A medida que avanzaba la tarde, el sol cambiaba de color. Pasó de amarillo a naranja y, finalmente, a rojo sangre. Sentado al lado de su tienda, Romulus miró el horizonte con una sensación de desasosiego en el estómago. No había habido un combate de verdad. Aparte de su increíble lanzamiento de jabalina, todas las escaramuzas habían sido para los partos. A pesar de las advertencias de Tarquinius, había sido una revelación. Excepto raras excepciones, las historias de guerra que le habían contado desde pequeño consistían en aplastantes derrotas para todo aquel lo suficientemente loco como para oponerse a la República. No importaba quién fuese —Yugurta, rey rebelde de África; Aníbal de Cartago—, todos habían fracasado a manos de Roma.

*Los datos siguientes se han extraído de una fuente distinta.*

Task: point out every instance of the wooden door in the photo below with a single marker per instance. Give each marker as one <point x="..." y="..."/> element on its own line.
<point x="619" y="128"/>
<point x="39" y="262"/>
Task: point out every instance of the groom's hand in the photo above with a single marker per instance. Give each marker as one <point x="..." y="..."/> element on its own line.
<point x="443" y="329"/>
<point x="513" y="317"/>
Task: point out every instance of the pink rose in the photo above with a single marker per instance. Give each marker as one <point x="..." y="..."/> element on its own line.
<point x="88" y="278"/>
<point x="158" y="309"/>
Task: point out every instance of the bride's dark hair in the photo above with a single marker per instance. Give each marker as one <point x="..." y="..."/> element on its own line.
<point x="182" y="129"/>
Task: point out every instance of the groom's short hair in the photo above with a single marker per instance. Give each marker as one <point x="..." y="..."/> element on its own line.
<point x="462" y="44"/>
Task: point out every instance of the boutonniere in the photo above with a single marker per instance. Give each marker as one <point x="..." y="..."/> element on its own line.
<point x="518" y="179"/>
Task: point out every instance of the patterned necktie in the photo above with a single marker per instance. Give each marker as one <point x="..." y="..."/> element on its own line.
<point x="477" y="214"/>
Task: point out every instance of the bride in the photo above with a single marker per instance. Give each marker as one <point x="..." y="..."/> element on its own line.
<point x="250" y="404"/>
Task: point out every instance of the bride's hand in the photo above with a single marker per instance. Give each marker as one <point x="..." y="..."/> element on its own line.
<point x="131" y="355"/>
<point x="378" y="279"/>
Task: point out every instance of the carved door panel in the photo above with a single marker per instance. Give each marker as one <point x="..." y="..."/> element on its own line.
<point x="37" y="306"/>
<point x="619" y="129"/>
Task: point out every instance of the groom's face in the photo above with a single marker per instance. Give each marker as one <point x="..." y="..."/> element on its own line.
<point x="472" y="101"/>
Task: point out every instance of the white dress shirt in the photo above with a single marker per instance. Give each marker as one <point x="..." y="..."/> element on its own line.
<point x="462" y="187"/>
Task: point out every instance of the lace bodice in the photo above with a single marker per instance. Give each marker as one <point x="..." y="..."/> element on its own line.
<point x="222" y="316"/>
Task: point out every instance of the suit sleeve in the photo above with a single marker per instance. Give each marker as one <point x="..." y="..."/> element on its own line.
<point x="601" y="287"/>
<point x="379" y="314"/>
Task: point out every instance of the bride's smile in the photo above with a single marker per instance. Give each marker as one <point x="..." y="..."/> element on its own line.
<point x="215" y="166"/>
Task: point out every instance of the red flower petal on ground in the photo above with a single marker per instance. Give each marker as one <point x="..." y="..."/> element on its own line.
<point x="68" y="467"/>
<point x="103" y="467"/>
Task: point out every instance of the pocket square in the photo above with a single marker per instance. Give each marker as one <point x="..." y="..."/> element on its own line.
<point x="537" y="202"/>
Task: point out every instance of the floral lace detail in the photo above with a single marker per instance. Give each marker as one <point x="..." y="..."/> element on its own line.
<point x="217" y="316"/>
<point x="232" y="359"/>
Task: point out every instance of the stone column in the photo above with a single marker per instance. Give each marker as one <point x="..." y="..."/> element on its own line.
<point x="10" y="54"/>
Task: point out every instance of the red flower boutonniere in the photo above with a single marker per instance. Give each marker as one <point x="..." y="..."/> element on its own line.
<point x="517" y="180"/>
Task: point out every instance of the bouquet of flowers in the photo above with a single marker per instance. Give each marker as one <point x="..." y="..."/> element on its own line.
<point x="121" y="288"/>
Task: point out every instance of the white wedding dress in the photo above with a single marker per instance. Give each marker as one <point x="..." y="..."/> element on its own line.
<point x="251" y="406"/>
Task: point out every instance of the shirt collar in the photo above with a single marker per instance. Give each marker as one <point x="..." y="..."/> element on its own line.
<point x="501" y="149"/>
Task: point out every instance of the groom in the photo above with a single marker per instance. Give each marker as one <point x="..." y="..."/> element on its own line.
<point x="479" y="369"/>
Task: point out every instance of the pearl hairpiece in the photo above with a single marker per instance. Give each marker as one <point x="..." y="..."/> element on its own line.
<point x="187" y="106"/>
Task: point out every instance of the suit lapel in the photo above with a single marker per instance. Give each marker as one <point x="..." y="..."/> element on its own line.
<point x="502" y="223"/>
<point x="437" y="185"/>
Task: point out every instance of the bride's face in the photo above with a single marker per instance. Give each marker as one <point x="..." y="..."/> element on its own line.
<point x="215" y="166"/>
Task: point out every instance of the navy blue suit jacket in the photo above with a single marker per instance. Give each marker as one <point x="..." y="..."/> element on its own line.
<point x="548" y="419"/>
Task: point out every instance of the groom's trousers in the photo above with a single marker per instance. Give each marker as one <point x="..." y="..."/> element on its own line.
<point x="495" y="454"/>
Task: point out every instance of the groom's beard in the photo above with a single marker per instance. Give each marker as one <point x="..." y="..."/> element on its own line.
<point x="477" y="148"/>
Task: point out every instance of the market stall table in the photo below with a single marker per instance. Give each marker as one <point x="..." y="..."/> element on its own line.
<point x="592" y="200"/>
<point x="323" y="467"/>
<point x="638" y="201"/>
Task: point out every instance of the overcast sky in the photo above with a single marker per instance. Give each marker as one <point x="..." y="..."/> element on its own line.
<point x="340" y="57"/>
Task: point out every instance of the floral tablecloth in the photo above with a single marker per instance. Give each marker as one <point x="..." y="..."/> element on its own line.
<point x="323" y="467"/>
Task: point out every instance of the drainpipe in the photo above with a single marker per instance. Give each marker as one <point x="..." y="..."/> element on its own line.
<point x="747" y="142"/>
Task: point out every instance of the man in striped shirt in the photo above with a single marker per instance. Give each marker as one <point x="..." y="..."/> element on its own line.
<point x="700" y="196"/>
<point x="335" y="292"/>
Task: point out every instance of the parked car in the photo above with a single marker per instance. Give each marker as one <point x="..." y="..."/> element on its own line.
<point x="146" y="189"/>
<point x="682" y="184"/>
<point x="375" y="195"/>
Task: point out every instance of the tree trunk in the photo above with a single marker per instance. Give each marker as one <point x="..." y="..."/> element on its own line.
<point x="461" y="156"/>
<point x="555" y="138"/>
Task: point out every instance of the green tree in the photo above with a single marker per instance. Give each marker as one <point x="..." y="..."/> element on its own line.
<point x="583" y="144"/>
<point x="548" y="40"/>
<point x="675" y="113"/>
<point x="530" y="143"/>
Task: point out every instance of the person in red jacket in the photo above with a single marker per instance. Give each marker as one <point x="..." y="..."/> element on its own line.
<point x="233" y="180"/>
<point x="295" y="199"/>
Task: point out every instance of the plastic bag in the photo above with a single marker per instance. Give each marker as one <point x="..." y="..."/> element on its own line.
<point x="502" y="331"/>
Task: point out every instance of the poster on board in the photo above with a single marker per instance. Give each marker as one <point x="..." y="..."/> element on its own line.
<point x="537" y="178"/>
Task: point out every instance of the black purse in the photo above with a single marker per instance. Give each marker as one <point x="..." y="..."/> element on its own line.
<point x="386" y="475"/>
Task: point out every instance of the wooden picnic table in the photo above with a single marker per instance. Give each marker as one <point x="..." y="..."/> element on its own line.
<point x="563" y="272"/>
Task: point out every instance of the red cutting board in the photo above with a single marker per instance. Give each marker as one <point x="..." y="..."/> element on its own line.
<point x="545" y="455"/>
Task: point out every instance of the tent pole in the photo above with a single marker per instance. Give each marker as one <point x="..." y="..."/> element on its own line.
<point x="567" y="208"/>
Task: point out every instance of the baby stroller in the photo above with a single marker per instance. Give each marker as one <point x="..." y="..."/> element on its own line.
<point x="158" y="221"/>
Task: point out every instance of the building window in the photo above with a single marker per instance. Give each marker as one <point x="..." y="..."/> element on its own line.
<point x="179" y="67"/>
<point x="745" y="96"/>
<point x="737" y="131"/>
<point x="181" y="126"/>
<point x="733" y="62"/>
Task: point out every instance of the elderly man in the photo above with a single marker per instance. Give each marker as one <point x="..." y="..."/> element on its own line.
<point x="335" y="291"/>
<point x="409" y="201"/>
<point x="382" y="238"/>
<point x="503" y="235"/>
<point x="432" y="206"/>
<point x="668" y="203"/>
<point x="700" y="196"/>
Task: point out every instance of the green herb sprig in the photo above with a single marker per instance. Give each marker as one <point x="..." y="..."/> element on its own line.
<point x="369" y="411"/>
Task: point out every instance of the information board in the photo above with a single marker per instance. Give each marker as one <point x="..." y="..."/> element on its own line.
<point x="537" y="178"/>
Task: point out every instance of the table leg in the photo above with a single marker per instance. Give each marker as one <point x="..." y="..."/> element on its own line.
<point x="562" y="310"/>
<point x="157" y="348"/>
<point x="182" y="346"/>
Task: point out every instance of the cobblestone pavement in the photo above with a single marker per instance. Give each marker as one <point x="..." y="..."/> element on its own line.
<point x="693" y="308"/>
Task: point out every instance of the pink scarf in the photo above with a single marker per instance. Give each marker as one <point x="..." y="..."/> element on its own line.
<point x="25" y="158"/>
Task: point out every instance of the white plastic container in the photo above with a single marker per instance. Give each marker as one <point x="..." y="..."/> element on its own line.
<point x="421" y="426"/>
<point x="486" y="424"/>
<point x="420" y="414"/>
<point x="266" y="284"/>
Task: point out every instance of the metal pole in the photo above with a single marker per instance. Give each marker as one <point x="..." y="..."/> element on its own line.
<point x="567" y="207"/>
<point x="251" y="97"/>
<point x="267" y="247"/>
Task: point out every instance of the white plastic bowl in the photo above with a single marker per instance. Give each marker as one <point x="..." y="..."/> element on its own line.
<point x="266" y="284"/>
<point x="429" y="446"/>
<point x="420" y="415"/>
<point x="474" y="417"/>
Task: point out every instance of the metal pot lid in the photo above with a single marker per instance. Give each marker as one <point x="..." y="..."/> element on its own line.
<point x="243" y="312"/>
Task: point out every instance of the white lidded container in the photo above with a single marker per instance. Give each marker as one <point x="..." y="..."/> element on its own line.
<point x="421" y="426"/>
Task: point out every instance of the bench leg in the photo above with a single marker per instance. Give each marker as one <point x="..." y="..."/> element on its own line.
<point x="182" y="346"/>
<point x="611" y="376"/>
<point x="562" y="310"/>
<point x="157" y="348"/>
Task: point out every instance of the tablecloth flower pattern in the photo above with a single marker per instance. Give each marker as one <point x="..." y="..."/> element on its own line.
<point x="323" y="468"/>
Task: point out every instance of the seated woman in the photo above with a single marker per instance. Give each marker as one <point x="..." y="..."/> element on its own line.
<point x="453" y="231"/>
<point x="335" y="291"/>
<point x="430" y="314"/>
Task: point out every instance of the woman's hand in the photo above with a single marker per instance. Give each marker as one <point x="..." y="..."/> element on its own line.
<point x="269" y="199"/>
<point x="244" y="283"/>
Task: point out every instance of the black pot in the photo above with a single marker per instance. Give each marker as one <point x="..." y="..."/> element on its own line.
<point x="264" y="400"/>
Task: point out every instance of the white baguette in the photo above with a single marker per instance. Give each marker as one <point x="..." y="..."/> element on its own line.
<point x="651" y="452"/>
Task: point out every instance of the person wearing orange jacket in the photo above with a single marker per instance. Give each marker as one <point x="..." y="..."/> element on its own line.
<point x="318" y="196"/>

Pero los hombres que veía, exhaustos y quemados por el sol, parecían incapaces de librar una batalla importante. Los rostros flácidos miraban al vacío, las mandíbulas cansadas mascaban la comida seca, cuerpos quemados por el sol yacían por todas partes con las armas tiradas al lado. A los soldados de Craso no parecía importarles lo que les sucediese.

Un escalofrío de miedo recorrió la espalda de Romulus.

¿Cómo podría un ejército compuesto casi totalmente por infantería vencer 3, uno de caballería?